Re: [BUG] ext3: cannot unfreeze a filesystem due to a deadlock
From: Jan Kara <jack@suse.cz>
Date: 2011-09-07 17:34:54
Also in:
linux-fsdevel
Hello, Thanks for report! On Wed 07-09-11 12:29:30, Masayoshi MIZUMA wrote:
When I checked the freeze feature for ext3 filesystem using fsfreeze
command at 3.1.0-rc4, I think the following deadlock problem happened.
How to reproduce:
# mkfs -t ext3 /dev/sdd1
# mount /dev/sdd1 /MNT
# ./fsstress -d /MNT/tmp -n 10 -p 1000 > /dev/null 2>&1 &
# fsfreeze -f /MNT
# fsfreeze -u /MNT
If this deadlock is reproduced, "fsfreeze -u /MNT" does not return.
The detail of deadlock:
o [flush-8:16:1523]
wb_do_writeback
wb_writeback
...
ext3_journalled_writepage
journal_start
start_this_handle
# waiting until journal->j_barrier_count turns 0...

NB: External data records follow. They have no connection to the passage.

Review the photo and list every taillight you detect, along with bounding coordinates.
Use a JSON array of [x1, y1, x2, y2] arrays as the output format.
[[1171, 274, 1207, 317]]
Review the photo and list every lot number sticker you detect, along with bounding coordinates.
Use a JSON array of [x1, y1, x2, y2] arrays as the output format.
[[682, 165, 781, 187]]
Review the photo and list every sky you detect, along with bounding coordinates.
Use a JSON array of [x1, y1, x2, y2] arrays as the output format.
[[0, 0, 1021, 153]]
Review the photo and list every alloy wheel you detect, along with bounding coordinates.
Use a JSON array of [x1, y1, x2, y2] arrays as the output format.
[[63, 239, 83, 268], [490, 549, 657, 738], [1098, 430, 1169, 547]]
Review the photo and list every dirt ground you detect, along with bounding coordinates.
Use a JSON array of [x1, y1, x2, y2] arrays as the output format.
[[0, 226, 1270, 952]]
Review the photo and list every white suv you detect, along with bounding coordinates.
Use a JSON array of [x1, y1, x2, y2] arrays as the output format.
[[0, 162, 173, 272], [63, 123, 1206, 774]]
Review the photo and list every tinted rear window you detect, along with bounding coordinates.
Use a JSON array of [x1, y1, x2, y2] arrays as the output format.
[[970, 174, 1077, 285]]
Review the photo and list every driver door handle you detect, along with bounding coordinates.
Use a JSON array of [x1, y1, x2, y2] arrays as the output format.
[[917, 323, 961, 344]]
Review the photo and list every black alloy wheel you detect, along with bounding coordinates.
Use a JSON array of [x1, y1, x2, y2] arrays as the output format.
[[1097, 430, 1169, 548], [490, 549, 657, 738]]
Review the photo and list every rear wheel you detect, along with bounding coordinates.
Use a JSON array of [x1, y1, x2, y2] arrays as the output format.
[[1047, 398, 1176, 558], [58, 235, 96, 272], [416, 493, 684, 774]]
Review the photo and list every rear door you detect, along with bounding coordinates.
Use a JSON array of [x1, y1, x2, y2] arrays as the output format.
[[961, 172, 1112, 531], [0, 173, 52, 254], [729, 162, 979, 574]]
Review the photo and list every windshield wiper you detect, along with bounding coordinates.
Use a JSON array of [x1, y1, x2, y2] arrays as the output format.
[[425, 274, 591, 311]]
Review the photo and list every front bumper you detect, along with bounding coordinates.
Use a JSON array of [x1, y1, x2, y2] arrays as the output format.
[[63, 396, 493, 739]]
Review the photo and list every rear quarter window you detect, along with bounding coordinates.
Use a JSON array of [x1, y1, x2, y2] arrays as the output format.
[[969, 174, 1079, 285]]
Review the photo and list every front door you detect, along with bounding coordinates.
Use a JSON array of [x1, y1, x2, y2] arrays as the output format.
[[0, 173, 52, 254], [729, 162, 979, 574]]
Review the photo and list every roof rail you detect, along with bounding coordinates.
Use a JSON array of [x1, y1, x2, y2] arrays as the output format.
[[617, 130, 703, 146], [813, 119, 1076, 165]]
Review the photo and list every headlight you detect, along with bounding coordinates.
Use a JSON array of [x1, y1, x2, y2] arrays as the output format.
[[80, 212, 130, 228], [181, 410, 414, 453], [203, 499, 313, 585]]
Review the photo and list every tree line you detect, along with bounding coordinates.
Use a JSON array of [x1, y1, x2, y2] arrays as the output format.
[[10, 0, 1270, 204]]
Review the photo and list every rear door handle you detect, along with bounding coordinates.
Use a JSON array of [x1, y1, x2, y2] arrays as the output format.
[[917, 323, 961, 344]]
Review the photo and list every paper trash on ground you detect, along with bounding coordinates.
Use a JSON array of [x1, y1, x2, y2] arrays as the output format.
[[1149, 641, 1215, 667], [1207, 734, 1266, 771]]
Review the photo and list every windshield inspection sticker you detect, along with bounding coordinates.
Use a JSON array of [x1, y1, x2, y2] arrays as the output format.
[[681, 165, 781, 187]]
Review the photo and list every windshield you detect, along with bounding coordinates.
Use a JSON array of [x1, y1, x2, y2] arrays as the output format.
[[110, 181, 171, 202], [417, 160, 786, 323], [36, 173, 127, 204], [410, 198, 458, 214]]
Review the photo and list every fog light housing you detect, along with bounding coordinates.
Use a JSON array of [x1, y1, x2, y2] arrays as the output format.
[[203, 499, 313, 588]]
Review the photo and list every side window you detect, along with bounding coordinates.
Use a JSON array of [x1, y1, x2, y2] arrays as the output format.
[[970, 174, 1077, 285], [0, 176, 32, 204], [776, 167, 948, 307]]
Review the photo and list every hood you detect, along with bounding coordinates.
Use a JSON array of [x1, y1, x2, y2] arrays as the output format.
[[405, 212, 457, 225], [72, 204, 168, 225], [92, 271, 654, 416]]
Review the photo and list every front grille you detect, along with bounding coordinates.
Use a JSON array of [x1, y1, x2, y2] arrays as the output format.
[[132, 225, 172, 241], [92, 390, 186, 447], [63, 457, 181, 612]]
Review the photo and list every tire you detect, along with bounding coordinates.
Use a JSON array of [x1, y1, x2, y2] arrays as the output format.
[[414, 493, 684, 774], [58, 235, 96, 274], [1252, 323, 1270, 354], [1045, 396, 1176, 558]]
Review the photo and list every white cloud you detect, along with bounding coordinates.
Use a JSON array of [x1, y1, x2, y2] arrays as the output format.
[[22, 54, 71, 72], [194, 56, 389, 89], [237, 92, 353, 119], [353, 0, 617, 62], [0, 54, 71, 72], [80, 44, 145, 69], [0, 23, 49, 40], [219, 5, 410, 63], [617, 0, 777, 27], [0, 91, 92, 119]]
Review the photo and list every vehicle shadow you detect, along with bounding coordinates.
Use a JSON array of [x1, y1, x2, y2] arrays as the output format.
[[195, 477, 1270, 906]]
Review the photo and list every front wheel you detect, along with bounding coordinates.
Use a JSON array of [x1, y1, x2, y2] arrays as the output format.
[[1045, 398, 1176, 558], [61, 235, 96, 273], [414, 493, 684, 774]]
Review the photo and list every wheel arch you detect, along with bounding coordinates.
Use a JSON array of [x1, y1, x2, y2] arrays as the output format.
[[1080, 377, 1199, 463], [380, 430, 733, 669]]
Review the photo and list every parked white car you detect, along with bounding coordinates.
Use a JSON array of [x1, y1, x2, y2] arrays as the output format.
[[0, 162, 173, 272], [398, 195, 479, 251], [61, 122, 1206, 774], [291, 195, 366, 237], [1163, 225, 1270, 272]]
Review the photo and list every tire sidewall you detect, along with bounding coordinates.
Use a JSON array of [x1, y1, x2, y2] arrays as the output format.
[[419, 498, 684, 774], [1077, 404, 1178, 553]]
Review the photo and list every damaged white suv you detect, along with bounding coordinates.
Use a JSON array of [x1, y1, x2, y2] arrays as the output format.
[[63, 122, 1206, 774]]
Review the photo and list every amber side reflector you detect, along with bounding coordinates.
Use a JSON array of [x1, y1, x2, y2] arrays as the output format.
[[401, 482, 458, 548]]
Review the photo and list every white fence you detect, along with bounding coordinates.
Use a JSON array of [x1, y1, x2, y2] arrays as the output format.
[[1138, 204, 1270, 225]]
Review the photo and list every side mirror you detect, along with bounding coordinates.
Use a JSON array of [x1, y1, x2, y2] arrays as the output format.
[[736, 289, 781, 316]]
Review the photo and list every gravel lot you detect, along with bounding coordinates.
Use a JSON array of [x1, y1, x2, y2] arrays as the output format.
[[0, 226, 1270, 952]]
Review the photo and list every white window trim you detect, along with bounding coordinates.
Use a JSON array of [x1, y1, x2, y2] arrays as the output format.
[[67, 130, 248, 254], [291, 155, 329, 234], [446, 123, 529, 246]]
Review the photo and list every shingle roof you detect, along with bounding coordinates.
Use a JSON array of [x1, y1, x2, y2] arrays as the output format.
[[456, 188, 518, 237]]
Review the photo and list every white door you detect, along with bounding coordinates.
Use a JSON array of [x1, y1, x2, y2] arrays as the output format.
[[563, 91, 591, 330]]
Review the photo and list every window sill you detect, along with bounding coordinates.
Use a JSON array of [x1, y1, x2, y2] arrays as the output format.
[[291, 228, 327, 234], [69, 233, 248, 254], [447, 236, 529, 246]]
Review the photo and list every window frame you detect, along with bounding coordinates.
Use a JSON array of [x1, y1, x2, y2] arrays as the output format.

# j_barrier_count was incremented by journal_lock_updates()
# via ext3_freeze().
o [fsstress:2673]
sys_sync
sync_filesystems
iterate_supers
down_read(sb->s_umount)
sync_one_sb
__sync_filesystem
writeback_inodes_sb
writeback_inodes_sb_nr
wait_for_completion
wait_for_common
# waiting for completion of [flush-8:16:1523]...
o [fsfreeze:2749]
sys_ioctl
do_vfs_ioctl
thaw_super
# waiting for down_write(sb->s_umount)...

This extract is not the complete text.